Şimdi ise her şey ortada aslında.
-Bir ülkede hükümet belli bir dini kullanarak, o dine yönelik okullara avantaj sağlıyorsa (imam hatip liseleri.)
- bir ülkede hükümet baş örtüsünü (çok geç kalmış da olsa.) Kamu alanlarında Serbest yapıp, aynı özgürlüğü yahudiler ve de musevi inancına ait olanlar için uygun şartlara sokamıyorsa, bu yönde toplumunun algısını değiştiremiyorsa.
- hala birileri inancından dolayı dışlanıyorsa.
- müslümanlar bile kendi içinde birbirini dışlıyorsa (Aleviler.)
- mezhepler bile kendi içinde birbirini ötekileştiriyorsa (hanefi-şafii.)
- okullarda din Kültürü eğitimi zorunluysa (müslümanlar için. )
- kur'anı kerim dersi varken, siyer(hz muhammed(s.a.v) in hayatı. ) dersi varken, diğer dinlere mensup kişilere ait dersler yoksa
- hala siyasi kişilikler dinden bahsediyorsa
Kimsr kusura bakmasın bu devlet henüz laik değildir.
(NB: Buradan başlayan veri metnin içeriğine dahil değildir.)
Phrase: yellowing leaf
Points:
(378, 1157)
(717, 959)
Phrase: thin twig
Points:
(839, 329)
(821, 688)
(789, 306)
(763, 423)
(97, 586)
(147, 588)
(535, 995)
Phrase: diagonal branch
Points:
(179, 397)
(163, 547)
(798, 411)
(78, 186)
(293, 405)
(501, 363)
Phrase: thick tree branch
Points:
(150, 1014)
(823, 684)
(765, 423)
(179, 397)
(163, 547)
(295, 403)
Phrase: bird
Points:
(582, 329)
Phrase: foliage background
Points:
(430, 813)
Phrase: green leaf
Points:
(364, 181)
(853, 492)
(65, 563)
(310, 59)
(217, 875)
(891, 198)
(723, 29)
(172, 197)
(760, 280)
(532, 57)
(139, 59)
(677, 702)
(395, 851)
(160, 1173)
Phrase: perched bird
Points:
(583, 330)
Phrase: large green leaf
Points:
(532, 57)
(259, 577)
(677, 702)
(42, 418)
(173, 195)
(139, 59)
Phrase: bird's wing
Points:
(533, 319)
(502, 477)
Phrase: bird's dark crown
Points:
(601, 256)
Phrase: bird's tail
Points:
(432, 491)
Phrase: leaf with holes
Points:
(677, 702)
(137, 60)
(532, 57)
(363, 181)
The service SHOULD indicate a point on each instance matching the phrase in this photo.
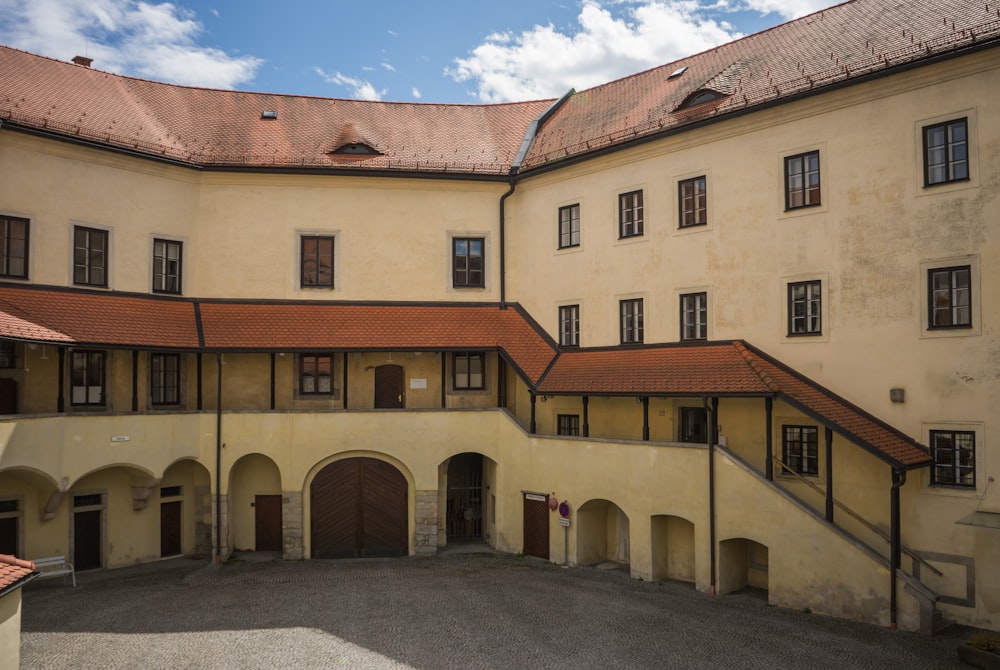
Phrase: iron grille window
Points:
(316, 375)
(569, 325)
(800, 449)
(13, 247)
(805, 308)
(694, 316)
(630, 214)
(694, 425)
(693, 198)
(317, 261)
(468, 371)
(568, 424)
(87, 378)
(165, 379)
(569, 226)
(954, 458)
(467, 263)
(166, 266)
(631, 321)
(946, 152)
(802, 180)
(949, 300)
(90, 257)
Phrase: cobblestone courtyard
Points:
(454, 611)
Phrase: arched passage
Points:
(255, 504)
(672, 545)
(358, 507)
(602, 533)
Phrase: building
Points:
(738, 312)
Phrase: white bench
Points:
(53, 566)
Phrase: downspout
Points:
(898, 479)
(515, 166)
(218, 459)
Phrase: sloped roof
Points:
(208, 127)
(720, 369)
(220, 129)
(833, 46)
(14, 573)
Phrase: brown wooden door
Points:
(389, 387)
(170, 528)
(8, 536)
(359, 508)
(87, 539)
(536, 525)
(267, 522)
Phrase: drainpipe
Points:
(218, 459)
(898, 479)
(503, 240)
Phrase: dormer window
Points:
(699, 97)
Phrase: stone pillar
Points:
(426, 522)
(291, 526)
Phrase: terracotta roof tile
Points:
(837, 44)
(14, 572)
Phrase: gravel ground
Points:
(452, 611)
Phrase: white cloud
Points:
(143, 39)
(360, 89)
(615, 38)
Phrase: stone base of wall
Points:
(426, 522)
(291, 526)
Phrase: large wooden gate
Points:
(359, 508)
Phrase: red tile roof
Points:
(720, 369)
(14, 573)
(215, 128)
(224, 128)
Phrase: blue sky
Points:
(451, 51)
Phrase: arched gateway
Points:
(359, 508)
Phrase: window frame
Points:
(101, 372)
(631, 321)
(6, 256)
(304, 261)
(161, 266)
(807, 460)
(700, 311)
(164, 379)
(946, 147)
(953, 464)
(311, 363)
(694, 210)
(569, 226)
(469, 272)
(631, 214)
(568, 425)
(807, 301)
(569, 325)
(803, 174)
(88, 268)
(932, 293)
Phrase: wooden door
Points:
(359, 508)
(389, 387)
(87, 539)
(536, 525)
(8, 536)
(170, 528)
(267, 523)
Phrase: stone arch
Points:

Hatta ve hatta Türkiye bir islam ülkesidir.
bazı topluluklara bazı gömlekler büyük ve ya küçüktür. laiklik demokrasi gibi yürütülmesi imkansız ve olanaksız bir doğmadır. çünkü bireysel farklılıkların (insanın) olduğu hiçbir yerde böyle safsatalara yer yoktur. tek gerçek güç paradır. paran kadar laik, demokrat, dindar ve milliyetçisindir...
din ve kültür kavramlarının ayrı şeyler olduğu gibi, muhafazakarlık ve laiklik de düşünülebilir. şahsen en beğendiğim ikililerdendir. hem türk kültürünü yaşayıp hem laik olmak mümkündür.
türkiye' de laikliğin hiçbir zaman olduğuna inanmıyorum, çünkü laiklik özünde aşırı derecede hoşgörü ister ki islam hoşgörülü bir din değildir. ve türkiye bir islam ülkesidir.